As you would expect from any high-end TV, there are four HDMI ports and three USB ports, in addition to Ethernet and wireless capabilities.
In other words, the HDMIs are not built to the upcoming version 2.1 standard, but the actual v2.0 standard. But this is true for every TV available at the moment (and probably also until the end of next year).

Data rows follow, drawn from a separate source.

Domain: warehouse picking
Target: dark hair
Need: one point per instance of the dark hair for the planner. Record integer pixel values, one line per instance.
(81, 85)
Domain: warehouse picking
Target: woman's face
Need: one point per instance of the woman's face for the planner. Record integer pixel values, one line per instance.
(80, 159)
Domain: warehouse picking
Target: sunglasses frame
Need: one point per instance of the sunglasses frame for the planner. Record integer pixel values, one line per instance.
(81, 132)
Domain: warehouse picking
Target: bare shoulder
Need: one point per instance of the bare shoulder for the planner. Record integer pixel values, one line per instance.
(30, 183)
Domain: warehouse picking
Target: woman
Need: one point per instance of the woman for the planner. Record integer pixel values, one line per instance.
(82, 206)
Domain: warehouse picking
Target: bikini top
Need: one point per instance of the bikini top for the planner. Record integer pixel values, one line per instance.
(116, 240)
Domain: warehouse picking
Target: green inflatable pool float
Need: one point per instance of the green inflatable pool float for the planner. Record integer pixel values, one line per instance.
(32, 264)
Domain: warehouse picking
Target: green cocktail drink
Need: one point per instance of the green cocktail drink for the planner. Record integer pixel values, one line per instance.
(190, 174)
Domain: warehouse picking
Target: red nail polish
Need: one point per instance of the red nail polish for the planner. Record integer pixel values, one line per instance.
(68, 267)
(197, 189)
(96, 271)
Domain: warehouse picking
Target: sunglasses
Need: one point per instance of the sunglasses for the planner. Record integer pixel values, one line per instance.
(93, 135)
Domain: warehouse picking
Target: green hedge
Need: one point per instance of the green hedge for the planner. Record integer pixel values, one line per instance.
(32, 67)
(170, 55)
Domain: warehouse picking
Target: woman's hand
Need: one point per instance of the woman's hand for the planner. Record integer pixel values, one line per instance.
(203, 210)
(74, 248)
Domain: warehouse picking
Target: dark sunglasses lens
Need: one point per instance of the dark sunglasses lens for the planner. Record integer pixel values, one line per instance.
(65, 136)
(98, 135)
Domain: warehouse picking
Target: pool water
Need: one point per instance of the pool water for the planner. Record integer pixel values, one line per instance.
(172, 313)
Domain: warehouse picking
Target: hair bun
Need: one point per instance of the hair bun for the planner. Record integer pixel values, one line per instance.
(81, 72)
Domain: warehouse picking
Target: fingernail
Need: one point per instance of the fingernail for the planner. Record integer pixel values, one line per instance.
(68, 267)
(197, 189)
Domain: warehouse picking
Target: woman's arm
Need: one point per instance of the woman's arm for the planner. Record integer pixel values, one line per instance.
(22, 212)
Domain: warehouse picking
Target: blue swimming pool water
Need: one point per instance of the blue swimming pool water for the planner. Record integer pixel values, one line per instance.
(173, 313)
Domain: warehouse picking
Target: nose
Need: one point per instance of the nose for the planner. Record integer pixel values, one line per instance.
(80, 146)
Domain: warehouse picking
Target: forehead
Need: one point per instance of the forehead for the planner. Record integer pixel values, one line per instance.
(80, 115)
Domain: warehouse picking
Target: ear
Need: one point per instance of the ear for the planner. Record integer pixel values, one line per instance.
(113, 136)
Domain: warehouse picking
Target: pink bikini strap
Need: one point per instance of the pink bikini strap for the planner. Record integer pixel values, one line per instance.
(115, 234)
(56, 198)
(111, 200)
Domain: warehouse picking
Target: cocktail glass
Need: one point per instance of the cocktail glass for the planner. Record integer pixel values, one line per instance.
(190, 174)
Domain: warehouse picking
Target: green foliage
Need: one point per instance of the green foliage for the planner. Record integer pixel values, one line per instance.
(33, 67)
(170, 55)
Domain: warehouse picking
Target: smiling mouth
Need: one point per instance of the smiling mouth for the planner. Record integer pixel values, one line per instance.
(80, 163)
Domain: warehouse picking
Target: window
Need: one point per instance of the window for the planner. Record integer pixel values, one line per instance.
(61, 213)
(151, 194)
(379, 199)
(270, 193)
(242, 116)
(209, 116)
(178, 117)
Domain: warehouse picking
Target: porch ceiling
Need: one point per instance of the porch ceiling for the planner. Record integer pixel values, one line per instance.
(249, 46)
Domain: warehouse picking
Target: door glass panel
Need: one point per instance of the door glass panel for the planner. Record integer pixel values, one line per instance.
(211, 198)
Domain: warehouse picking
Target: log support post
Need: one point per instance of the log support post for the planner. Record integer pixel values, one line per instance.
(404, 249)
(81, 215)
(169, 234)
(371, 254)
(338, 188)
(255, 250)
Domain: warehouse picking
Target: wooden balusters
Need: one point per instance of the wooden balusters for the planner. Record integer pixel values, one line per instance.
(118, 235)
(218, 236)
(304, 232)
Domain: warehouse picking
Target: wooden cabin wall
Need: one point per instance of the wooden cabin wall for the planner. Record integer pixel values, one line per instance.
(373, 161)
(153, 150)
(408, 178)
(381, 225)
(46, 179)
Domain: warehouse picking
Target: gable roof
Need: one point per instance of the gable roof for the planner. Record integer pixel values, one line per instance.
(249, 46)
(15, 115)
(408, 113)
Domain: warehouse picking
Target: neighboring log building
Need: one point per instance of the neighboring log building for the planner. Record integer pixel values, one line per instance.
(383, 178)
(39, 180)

There’s one notable feature Sony has managed to squeeze into the 65ZF9, namely the eARC support that makes 4K Blu-ray players and home theater systems from play lossless Dolby Atmos and DTS:X soundtracks through the TV and speaker system.
Smart TV (Android)
The 65Z9F has both good and bad news: The bad news is most of its smart functionality is based on Android TV. This has continuously been disappointing from the moment it first arrived on TVs back in 2015, thanks to its clunky, full-screen display, over-crowded ‘shelf’ layout, bugs, crashes, lag, endless updates, app overload, and lack of focus on the sort of content TV users (rather than smartphone users) tend to want.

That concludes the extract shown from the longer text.